On January 13, Laravel released (and re-released) a series of security updates.
On January 27, they released one more update for the same issue. The advisory was publicly published on February 2.
This security incident affects all Flarum installations created before January 28, 2021. We recommend you update the dependency as soon as possible.
In your Flarum folder, run the following command:
composer update illuminate/database --no-dev -a
Composer will show an output similar to the following:
Upgrading illuminate/database (v6.20.10 => v6.20.16)
If the version on the right of the arrow is
6.20.14 or higher, you have the fix.
If Composer says there's nothing to update, you can run
composer show illuminate/database to see the currently installed version and confirm it's already above 6.20.14
We have conducted tests to evaluate the impact on Flarum. We have not found any situation in which the vulnerability can be exploited in Flarum and its bundled extensions in a significant way. The only impact found is the ability to discover pairs of restricted discussion IDs and their author IDs through brute-force. We have not found any way to leak content or perform unauthorized actions.
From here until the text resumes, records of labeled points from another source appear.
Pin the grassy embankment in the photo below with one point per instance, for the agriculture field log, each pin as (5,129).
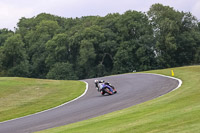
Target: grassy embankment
(24,96)
(177,111)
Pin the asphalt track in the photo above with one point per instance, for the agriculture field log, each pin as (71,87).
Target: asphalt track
(132,89)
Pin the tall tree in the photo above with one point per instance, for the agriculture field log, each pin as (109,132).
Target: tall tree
(13,57)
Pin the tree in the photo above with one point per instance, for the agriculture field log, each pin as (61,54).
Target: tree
(13,57)
(166,26)
(62,71)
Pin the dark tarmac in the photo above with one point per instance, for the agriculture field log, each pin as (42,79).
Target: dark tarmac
(132,89)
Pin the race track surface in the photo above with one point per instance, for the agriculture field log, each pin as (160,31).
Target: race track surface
(132,89)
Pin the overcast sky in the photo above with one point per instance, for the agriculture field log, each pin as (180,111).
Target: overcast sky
(12,10)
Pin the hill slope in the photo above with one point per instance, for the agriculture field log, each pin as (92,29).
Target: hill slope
(24,96)
(178,111)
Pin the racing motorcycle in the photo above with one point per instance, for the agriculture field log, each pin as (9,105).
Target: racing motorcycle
(105,87)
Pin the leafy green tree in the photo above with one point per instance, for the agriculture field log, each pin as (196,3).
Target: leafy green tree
(4,34)
(13,57)
(58,49)
(86,60)
(166,25)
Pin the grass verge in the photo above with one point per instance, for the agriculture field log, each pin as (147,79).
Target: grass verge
(177,111)
(23,96)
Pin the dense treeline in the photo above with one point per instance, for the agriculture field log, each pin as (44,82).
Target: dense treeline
(48,46)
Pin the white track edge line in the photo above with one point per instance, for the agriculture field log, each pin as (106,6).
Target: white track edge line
(50,108)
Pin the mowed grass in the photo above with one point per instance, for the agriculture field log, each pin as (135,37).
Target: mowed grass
(23,96)
(177,111)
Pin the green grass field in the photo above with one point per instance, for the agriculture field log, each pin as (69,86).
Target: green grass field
(23,96)
(177,111)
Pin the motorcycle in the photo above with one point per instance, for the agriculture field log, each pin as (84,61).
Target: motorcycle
(110,90)
(106,88)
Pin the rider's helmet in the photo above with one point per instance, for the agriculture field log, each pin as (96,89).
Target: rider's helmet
(96,81)
(107,83)
(101,81)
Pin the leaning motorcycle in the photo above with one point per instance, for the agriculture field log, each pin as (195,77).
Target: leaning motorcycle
(109,90)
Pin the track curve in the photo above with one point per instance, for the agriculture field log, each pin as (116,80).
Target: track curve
(132,89)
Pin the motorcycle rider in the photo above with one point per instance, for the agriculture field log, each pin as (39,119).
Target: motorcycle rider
(101,84)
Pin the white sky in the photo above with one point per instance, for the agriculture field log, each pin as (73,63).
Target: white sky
(12,10)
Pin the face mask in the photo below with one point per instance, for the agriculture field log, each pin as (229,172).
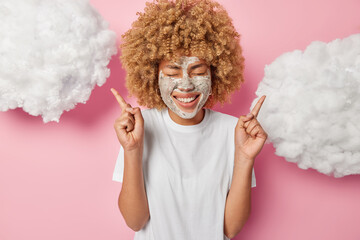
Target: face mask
(191,93)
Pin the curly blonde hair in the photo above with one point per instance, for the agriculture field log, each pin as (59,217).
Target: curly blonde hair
(201,28)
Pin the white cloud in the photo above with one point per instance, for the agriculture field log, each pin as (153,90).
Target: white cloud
(52,53)
(312,109)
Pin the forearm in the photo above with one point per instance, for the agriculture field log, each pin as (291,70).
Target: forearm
(238,202)
(132,200)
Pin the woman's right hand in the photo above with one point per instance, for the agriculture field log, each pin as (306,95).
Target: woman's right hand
(129,126)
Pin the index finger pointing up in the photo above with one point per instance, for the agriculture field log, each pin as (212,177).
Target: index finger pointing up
(119,98)
(257,107)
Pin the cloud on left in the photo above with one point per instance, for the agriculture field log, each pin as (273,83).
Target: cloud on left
(52,53)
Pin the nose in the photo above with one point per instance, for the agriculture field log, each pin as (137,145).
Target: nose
(185,84)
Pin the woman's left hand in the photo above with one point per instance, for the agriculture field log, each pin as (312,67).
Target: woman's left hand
(249,135)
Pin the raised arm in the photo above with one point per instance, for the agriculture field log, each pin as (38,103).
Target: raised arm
(249,140)
(132,200)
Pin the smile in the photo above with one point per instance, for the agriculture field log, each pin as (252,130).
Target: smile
(186,99)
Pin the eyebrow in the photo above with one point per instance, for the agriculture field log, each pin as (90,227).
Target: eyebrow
(197,66)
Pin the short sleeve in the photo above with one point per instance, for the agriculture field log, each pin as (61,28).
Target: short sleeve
(119,167)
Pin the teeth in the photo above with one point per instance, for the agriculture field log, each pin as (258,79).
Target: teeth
(186,100)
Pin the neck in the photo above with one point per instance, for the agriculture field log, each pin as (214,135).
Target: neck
(192,121)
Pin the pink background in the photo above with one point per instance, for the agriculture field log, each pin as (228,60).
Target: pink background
(55,178)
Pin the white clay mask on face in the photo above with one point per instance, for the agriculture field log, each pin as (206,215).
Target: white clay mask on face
(186,95)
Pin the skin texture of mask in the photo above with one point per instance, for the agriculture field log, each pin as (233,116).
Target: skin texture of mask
(185,95)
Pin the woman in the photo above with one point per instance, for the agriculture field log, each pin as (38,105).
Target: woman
(187,171)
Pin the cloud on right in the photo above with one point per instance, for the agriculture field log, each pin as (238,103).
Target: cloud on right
(312,107)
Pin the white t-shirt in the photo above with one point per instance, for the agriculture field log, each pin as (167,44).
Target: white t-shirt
(187,173)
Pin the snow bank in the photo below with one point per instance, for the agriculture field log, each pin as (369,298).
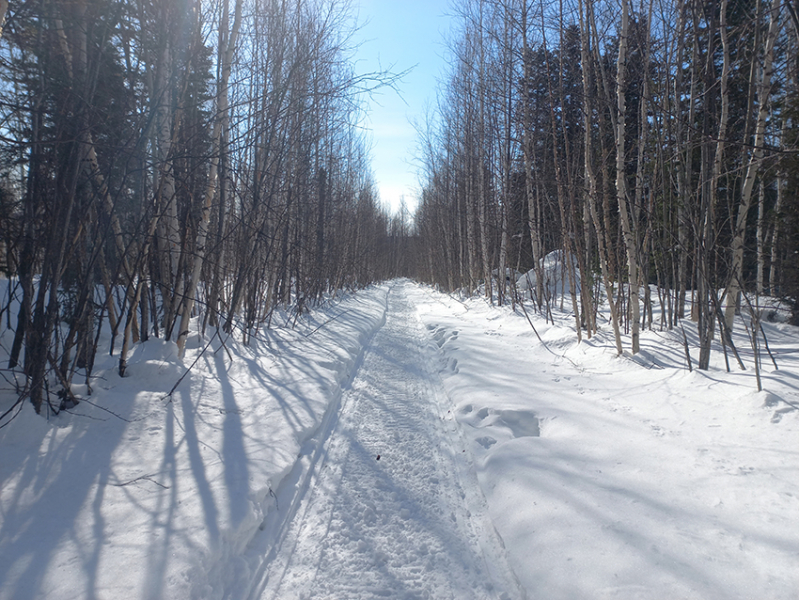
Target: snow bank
(625,477)
(137,495)
(554,274)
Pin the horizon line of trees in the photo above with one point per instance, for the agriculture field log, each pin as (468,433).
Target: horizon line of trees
(655,143)
(165,159)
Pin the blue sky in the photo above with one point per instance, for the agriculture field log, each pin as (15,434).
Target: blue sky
(401,34)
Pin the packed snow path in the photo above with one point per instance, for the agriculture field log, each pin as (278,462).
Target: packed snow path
(391,512)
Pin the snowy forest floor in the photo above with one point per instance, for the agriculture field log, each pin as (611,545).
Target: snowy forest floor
(508,468)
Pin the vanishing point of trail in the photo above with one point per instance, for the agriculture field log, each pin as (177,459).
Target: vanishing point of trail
(409,525)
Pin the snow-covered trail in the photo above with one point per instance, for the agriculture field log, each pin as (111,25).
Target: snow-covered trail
(392,511)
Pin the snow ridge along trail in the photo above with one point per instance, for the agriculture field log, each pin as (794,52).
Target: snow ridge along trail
(408,524)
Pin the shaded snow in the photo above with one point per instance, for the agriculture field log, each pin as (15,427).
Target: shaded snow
(603,476)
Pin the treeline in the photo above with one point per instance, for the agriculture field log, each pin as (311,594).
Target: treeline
(163,159)
(656,143)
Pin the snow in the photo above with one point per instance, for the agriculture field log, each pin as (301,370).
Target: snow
(508,468)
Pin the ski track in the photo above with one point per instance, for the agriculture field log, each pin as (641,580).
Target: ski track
(410,525)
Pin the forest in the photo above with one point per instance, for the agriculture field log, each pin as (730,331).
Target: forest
(169,158)
(654,143)
(163,160)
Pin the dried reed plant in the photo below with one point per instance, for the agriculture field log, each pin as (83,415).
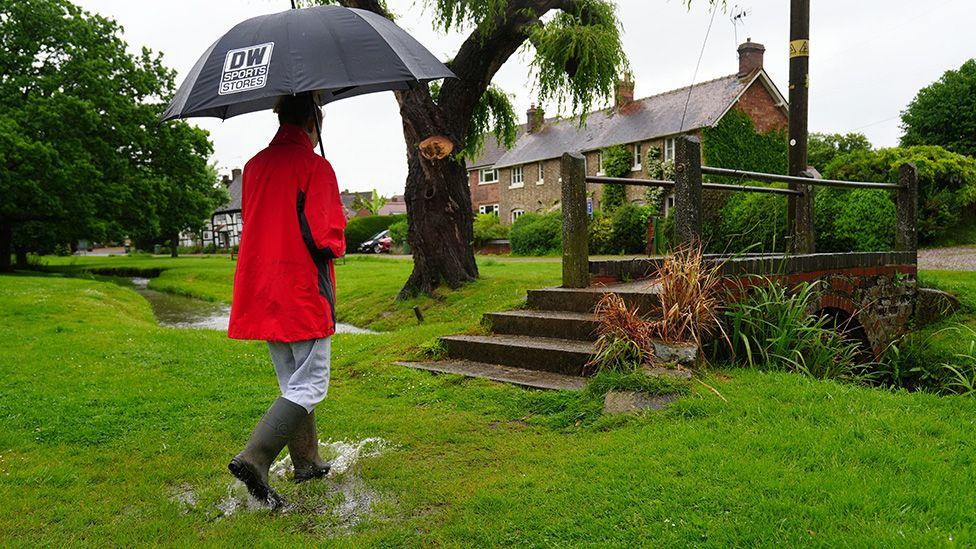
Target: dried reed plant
(689,297)
(624,338)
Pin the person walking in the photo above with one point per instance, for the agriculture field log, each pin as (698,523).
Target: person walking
(284,289)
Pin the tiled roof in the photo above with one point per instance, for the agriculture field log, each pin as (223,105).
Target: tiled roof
(492,151)
(649,118)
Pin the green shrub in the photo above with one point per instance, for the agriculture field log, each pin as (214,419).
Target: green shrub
(601,234)
(946,182)
(857,220)
(630,229)
(537,234)
(488,227)
(749,222)
(360,229)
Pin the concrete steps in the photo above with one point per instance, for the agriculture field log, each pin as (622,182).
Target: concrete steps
(505,374)
(639,294)
(545,345)
(561,356)
(552,324)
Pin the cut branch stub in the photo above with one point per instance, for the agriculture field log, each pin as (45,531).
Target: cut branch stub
(436,147)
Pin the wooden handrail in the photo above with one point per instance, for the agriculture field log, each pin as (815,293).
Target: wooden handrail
(774,178)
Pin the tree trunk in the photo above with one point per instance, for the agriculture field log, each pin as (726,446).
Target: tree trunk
(6,239)
(438,203)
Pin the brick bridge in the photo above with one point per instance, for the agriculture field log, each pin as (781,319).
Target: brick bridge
(548,343)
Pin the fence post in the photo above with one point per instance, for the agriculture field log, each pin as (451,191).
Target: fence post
(907,207)
(804,241)
(687,190)
(576,254)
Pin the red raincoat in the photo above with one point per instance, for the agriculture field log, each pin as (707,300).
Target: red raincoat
(284,286)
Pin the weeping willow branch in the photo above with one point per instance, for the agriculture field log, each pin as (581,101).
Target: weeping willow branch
(579,55)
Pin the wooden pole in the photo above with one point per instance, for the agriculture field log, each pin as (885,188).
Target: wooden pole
(906,240)
(576,254)
(800,207)
(687,190)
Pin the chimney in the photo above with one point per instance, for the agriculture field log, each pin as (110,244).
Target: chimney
(534,119)
(625,92)
(750,57)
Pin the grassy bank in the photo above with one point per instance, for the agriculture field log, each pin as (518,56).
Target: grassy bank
(109,421)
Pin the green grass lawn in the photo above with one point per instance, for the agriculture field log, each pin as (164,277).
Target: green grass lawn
(108,417)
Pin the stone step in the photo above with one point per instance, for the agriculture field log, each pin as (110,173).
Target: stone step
(505,374)
(641,294)
(561,356)
(554,324)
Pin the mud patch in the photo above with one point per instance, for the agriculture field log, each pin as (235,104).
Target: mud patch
(337,503)
(183,495)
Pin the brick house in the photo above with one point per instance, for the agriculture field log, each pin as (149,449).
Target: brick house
(525,178)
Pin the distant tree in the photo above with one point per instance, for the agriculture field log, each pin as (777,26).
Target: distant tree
(82,152)
(944,113)
(373,204)
(577,56)
(824,147)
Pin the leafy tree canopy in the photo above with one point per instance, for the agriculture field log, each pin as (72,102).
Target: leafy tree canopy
(824,147)
(946,183)
(944,113)
(83,153)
However there is a high chance for some community extensions to be impacted by the vulnerability. The single command above will protect both Flarum and all installed community extensions.
We have not released a Flarum update since the dependency can be updated independently from Flarum and does not require any change to Flarum or extension code.
Extension developers can learn more about the issue here. If your code is impacted, we recommend you add additional validation and/or type casting to future-proof your code again this kind of vulnerabilities.
Laravel security advisory https://github.com/laravel/framework/security/advisories/GHSA-3p32-j457-pg5x
Advisory for the second update https://github.com/laravel/framework/security/advisories/GHSA-x7p5-p2c9-phvg
PS: you might have seen a different Laravel security incident discovered in November and talked about recently. Flarum is not using that particular Laravel component and is thus unaffected.